The church dates back to the twelfth century. After the Reformation, Archbishop Parker persuaded Elizabeth I to grant the church to his College, Corpus Christi Cambridge, before St Martin's was demolished and the college has appointed the incumbent ever since. Restored and beautified in 1611, it was destroyed in the Great Fire of London of 1666, and rebuilt by the office of Sir Christopher Wren in 1681”“87 with a four-storey, 51-foot-high tower, a leaded spire and a red brick exterior with stone dressings. It was originally intended to be much larger, with a structure similar to St. Stephen Walbrook, however for reasons unknown the church was rebuilt to a smaller scale under the supervision of Robert Hooke. A bomb hit the church in September 1940 during the London Blitz. The greatest damage was to the dome, and Gibbons' reredos. Godfrey Allen repaired the church between 1948 and 1953. The dome was repainted by Hoyle and the reredos, smashed to pieces, was painstakingly restored over a period of five years. The church was designated a Grade I listed building on 4 January 1950.

The dome springs from four plain brick walls, has no external thrusts and measures over forty feet across.
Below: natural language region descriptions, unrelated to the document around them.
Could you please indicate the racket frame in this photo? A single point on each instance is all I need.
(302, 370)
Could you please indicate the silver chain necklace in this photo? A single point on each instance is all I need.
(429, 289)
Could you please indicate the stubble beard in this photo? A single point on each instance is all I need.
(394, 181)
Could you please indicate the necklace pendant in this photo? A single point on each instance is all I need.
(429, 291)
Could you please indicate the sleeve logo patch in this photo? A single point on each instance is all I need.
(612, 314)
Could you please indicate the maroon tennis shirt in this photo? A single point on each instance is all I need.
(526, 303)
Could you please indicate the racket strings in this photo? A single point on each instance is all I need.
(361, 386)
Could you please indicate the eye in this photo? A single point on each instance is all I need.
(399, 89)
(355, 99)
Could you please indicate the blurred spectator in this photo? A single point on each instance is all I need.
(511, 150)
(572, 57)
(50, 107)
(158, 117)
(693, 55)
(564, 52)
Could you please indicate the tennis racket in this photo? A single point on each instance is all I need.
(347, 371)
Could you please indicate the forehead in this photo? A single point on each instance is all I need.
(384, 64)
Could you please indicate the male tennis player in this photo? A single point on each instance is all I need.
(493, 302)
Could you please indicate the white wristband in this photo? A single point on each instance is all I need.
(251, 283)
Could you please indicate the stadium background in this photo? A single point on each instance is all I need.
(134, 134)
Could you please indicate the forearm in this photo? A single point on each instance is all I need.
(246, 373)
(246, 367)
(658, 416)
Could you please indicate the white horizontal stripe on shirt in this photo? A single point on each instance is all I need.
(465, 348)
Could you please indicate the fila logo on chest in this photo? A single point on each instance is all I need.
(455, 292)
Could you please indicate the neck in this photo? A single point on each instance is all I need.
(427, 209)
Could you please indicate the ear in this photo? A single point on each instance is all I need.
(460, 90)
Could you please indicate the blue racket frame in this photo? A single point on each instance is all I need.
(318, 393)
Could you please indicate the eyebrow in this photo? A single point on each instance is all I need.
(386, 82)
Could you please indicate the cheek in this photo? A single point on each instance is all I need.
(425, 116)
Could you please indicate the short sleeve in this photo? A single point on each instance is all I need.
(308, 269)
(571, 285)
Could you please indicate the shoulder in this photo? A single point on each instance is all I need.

It was not painted until 1708 when the whole church went under repair and beautification. William Snow painted the dome's interior depicting worship in heaven, William Grey made the pulpit, and the door cases, a font cover, rails and Royal Arms are by William Emmett. Its grand altar-piece is by Grinling Gibbons. His original bill for what he called the 'Olter Pees' was discovered as recently as 1946 in the Guildhall Library. The gilded 'Pelican in her piety' makes its appearance both on the reredos and in the original copper weathervane made by Robert Bird, which was relocated to sit over the north door after being removed from the spire for health and safety reasons. Also to be seen there are original high box pews on three sides of the church. The church was without an organ until 1822, when public subscription allowed one to be built by J. C. Bishop. This however sustained serious bomb damage and a new organ was manufactured by N. P. Mander in the 1950s, using the 1717 organ casing once belonging to All Hallows Bread Street.